Santa Monica employers will have to develop no-smoking policies within six months under an ordinance given preliminary approval by the City Council.

The ordinance, scheduled for final approval in two weeks, also prohibits smoking in theaters, museums, libraries, buses, elevators, public restrooms, groceries, health care facilities and pharmacies, unless a special smoking area is designated.

The ordinance, modeled after a Los Angeles law, exempts bars and restaurants, businesses with five or fewer employees and companies in which all employees are smokers.
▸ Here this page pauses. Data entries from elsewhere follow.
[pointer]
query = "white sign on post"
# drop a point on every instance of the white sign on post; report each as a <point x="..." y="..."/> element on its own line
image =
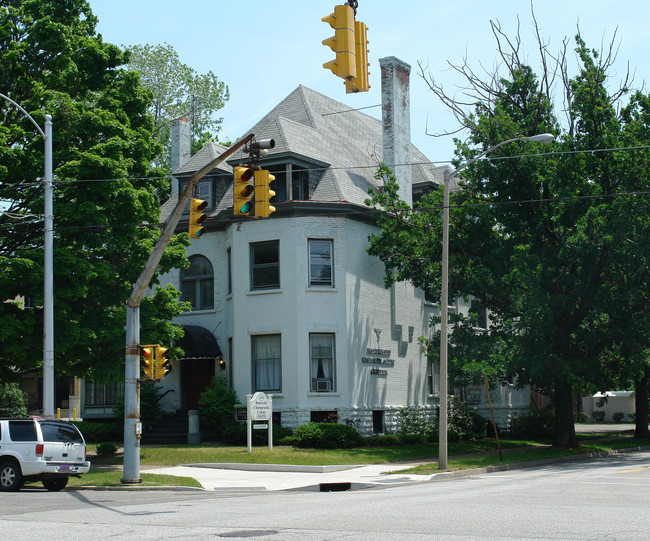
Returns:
<point x="259" y="407"/>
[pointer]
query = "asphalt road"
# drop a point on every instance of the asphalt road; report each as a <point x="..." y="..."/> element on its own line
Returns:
<point x="603" y="499"/>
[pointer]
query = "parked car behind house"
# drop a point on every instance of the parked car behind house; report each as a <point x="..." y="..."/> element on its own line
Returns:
<point x="43" y="450"/>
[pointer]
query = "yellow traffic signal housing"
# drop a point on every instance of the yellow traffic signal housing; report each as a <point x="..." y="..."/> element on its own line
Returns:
<point x="360" y="82"/>
<point x="342" y="43"/>
<point x="263" y="194"/>
<point x="147" y="362"/>
<point x="243" y="190"/>
<point x="163" y="365"/>
<point x="197" y="218"/>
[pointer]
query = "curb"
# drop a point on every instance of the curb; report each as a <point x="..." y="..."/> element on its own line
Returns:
<point x="434" y="477"/>
<point x="442" y="476"/>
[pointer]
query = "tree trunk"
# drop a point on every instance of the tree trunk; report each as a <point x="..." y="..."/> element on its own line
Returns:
<point x="641" y="403"/>
<point x="565" y="430"/>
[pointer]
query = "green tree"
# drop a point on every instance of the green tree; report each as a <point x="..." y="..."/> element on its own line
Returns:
<point x="13" y="402"/>
<point x="549" y="243"/>
<point x="178" y="90"/>
<point x="107" y="196"/>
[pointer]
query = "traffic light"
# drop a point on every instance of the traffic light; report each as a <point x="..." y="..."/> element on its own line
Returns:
<point x="342" y="43"/>
<point x="197" y="217"/>
<point x="360" y="82"/>
<point x="243" y="190"/>
<point x="163" y="365"/>
<point x="263" y="193"/>
<point x="147" y="362"/>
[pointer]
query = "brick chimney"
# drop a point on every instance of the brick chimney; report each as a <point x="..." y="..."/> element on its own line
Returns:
<point x="181" y="147"/>
<point x="396" y="122"/>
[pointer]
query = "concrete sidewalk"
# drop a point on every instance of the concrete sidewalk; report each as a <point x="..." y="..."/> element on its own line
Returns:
<point x="269" y="477"/>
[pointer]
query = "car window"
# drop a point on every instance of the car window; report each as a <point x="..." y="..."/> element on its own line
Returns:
<point x="22" y="431"/>
<point x="60" y="432"/>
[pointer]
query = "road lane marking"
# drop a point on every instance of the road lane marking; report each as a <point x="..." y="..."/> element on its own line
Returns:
<point x="636" y="469"/>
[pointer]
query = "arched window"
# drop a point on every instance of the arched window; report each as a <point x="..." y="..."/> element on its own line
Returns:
<point x="197" y="283"/>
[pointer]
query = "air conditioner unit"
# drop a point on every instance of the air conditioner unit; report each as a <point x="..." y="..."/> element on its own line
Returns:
<point x="323" y="385"/>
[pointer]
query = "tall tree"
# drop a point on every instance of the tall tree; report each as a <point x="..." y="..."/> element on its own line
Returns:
<point x="106" y="194"/>
<point x="550" y="244"/>
<point x="178" y="90"/>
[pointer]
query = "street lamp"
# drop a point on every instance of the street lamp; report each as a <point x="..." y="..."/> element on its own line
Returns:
<point x="544" y="138"/>
<point x="48" y="264"/>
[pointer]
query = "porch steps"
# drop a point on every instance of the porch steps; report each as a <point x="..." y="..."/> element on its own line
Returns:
<point x="172" y="428"/>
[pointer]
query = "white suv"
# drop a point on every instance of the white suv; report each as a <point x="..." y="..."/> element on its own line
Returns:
<point x="44" y="450"/>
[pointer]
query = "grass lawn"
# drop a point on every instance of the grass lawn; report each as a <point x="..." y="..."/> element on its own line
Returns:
<point x="462" y="455"/>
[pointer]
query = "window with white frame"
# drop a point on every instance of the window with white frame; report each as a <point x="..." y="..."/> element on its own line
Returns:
<point x="102" y="394"/>
<point x="265" y="265"/>
<point x="267" y="362"/>
<point x="433" y="377"/>
<point x="321" y="259"/>
<point x="480" y="312"/>
<point x="197" y="283"/>
<point x="322" y="363"/>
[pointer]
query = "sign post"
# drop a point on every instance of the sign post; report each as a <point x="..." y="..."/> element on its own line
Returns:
<point x="259" y="407"/>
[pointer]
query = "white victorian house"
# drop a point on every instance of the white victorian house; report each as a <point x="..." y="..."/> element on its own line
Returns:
<point x="293" y="305"/>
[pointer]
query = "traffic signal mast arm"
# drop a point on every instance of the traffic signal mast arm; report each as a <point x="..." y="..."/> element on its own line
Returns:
<point x="131" y="469"/>
<point x="170" y="224"/>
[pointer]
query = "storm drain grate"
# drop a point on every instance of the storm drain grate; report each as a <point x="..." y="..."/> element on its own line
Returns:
<point x="248" y="533"/>
<point x="335" y="487"/>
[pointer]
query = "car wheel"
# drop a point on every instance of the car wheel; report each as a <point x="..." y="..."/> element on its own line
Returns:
<point x="11" y="477"/>
<point x="56" y="483"/>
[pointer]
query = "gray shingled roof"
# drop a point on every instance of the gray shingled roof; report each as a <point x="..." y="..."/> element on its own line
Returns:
<point x="309" y="124"/>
Employers with more than five employees will be required to provide a "smoke-free" working environment. A written statement outlining the policy must be presented to new and current employees. The employer may designate "any work area or the entire premises" as a no-smoking area. Signs marking no-smoking areas are required.

Two-Thirds Restriction

At least two-thirds of the space in employee cafeterias, lunch rooms and lounges must be designated as no-smoking area. Smoking would be prohibited in restrooms, elevators and nurse's aid stations in the workplace.

If the council approves the ordinance, Santa Monica will join 27 California cities that have enacted no-smoking laws, including Los Angeles, Pasadena and San Francisco. Proponents contend that the ordinances protect non-smokers from adverse health effects of inhaling secondary smoke.

Councilman David G. Epstein, who proposed the ordinance in September, said smoke is "probably the primary toxic substance in our environment."

Walt Bilofsky, a board member of Californians for Nonsmokers' Rights, called the Santa Monica law "a moderate ordinance" in that it does not apply to restaurants and exempts businesses with five or fewer employees.

Scientific Articles Cited

Bilofsky said evidence of the effects of secondary smoke has been accumulated in more than 500 scientific articles. "The only one to dispute (the effect of secondary smoke) is a representative from the Tobacco Institute," Bilofsky said. "And they still claim that smoking does not harm" smokers.

John D. Kelly, regional vice president for the Tobacco Institute, maintained in a letter to the council that there is no conclusive scientific evidence that inhaling secondary smoke damages health.

When asked during the council meeting Tuesday night to cite the advantages of tobacco, Kelly responded, "I enjoy it. It relieves a lot of tension for me."

Kelly said similar ordinances have been difficult to enforce in some areas and that there is no evidence that the measures have made a significant difference.

Under Santa Monica's ordinance, employers who do not comply could be charged with a misdemeanor punishable by a maximum of six months in jail, a $500 fine or both. An employer could also be charged with a misdemeanor if he discriminated against employees who requested compliance with the law.

$100 Penalty

Most other violations would be treated as infractions with a maximum penalty of a $100 fine.

Some witnesses urged the council to adopt an ordinance that would also apply to companies with five or fewer employees, but council members said that such businesses could deal with the situation on an informal basis.

The ordinance had originally been proposed to take effect a year after the city had a chance to test a policy on its own employees. But council members said they were persuaded by the public testimony to implement the ordinance within six months.

City Manager John Jalili said the city has not adopted a policy yet. He said he intends to meet with the city's 13 employee groups to work out a plan before the ordinance applies to the rest of the city.

Little Objection

Epstein said there was little objection to the ordinance from the business community except restaurants, which have been exempted. He said that many bars and restaurants in Santa Monica provide no-smoking areas voluntarily.

Councilman Ken Edwards urged people to apply pressure on the restaurants. "When you go into a restaurant, ask if they have a no-smoking section," Edwards said. "If enough people demand no-smoking sections," restaurants will set aside the space, he said.